Previous studies have also reported increased PD1 expression in CVID, and interpreted this as a sign of functional exhaustion and impaired T-cell function [
15,
18,
31]. However, we observed that the PD1- and LAG3-expressing cells in CVIDid retained the capacity to produce pro-inflammatory cytokines and to proliferate, and thus were not functionally exhausted. Upregulation of negative regulators of co-stimulation has been suggested to be a mechanism to limit inflammation-related damage to tissues in settings of chronic inflammation, while maintaining the ability to respond to pathogens [
32]. In CVIDid, however, it is possible that this compensatory response is insufficient in severe states of immune dysregulation and that these chronically activated cells still contribute to immune dysregulation-related pathology.

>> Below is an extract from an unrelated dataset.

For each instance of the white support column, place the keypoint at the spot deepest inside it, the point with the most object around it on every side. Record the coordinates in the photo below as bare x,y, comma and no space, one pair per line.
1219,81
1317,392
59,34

In addition to this chronically activated T-cell state, we observed a decreased ability of Tregs to upregulate CTLA4, while CTLA4 expression was increased in the whole CD4 + population. Expression of CTLA4 by Tregs is an important mechanism by which Tregs mediate their suppressive function [
33]. Clinical CTLA4 haploinsufficiency often results in a CVIDid phenotype with hypogammaglobulinemia and autoimmune disease, and functional Treg dysfunction has been described [
19]. In this study, the T-cell profile of the patient with CTLA4 haploinsufficiency was often not very different from the other non-genetic CVIDid patients. Therefore, the expression of CTLA4 in Tregs of non-genetic CVIDid patients may be relevant to the overall underlying pathophysiology of CVIDid and warrants further research. A recent study shows that abatacept, a CTLA4 fusion protein, was safe and effective in the treatment of CVIDid with interstitial lung disease [
34]. As the population of CVIDid patients with low CTLA4 + CD27 + Tregs represented a mix of patients with pulmonary inflammation but also other organ-specific autoimmunity (data not shown), abatacept may be efficacious in other CVIDid patients as well. In addition, longitudinal monitoring of CTLA4 Treg expression in CVIDid may indicate whether it can be used as a biomarker for disease exacerbation and/or therapeutic response.

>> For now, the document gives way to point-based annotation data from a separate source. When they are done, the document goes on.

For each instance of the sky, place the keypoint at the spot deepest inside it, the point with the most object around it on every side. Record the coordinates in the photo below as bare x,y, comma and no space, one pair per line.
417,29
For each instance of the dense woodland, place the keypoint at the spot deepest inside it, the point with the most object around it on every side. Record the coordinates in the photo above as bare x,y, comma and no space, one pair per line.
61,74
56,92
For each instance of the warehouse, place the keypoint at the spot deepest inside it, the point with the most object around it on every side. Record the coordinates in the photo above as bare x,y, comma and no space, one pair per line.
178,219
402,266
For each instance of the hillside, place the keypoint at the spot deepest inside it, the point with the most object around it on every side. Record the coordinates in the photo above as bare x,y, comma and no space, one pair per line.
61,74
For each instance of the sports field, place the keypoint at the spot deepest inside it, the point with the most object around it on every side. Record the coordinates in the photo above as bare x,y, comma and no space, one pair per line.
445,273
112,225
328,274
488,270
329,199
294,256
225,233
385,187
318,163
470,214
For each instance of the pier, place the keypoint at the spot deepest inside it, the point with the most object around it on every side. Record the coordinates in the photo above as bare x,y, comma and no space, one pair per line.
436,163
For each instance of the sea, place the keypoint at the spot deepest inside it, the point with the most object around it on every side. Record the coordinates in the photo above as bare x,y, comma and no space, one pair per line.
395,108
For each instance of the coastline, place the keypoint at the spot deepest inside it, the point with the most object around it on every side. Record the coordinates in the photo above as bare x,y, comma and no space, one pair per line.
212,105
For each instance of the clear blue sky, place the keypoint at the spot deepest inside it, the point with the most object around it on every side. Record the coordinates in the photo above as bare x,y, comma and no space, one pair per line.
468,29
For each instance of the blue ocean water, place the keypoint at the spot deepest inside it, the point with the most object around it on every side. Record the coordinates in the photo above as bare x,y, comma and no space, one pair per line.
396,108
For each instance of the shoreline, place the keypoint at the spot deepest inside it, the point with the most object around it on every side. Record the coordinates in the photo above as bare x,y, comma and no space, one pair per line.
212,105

Despite these overall differences between CVIDid and CVIDio, the heterogeneity within the CVIDid group was substantial. Subgroup analyses of patients with organ-specific autoimmunity did not yield insightful patterns, except that GLILD patients were often more extreme in all observed differences (data not shown). In addition, disease severity did not always reflect immune activation. For example, the patient with CTLA4 haploinsufficiency did not show an inflammatory state in peripheral blood, while the patient that had the strongest IFNγ signature combined with low immune regulation markers (Supplementary Fig.

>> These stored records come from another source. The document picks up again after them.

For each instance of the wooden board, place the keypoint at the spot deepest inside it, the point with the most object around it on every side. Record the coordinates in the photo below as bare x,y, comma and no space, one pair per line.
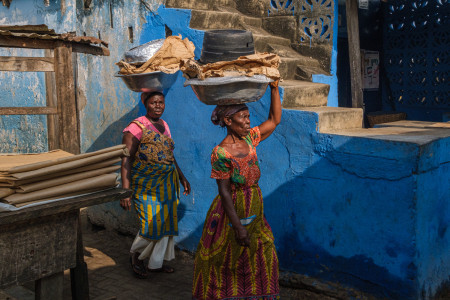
69,136
36,248
22,42
52,208
28,110
50,96
26,64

11) was clinically stable and did not require immunosuppressive therapy. It is possible that the peripheral blood immune phenotype only gives limited information that is clinically relevant, as T-cells may have migrated to the inflamed tissues in the sickest patients. In addition, this study may be limited by sample size to detect differences between subgroups of CVIDid. One other aspect that this study does not address is differences in absolute T-cell numbers. A recent study showed that while absolute T-cells are often lower in CVID, they do not differ between CVIDio and CVIDid [
13].
To conclude, these results indicate that CVIDid Th cells are highly activated, and that, unlike in classically exhausted cells such as originally described in chronic viral infection and cancer [
32], PD1 and LAG3 expression in CVIDid CD4 + T-cells reflects chronic activation with preserved inflammatory potential rather than functional exhaustion, similar to previous findings in human auto-immune inflammation [
24]. Combined studies of T-cell dysfunction and circulating inflammatory proteins in peripheral blood may help predict response to T-cell-targeted therapies in individual CVIDid patients. Moreover, loss of CTLA4 upregulation in activated CVIDid Tregs may be mechanistically important in maintaining the inflammatory loop in CVIDid, and warrants further research.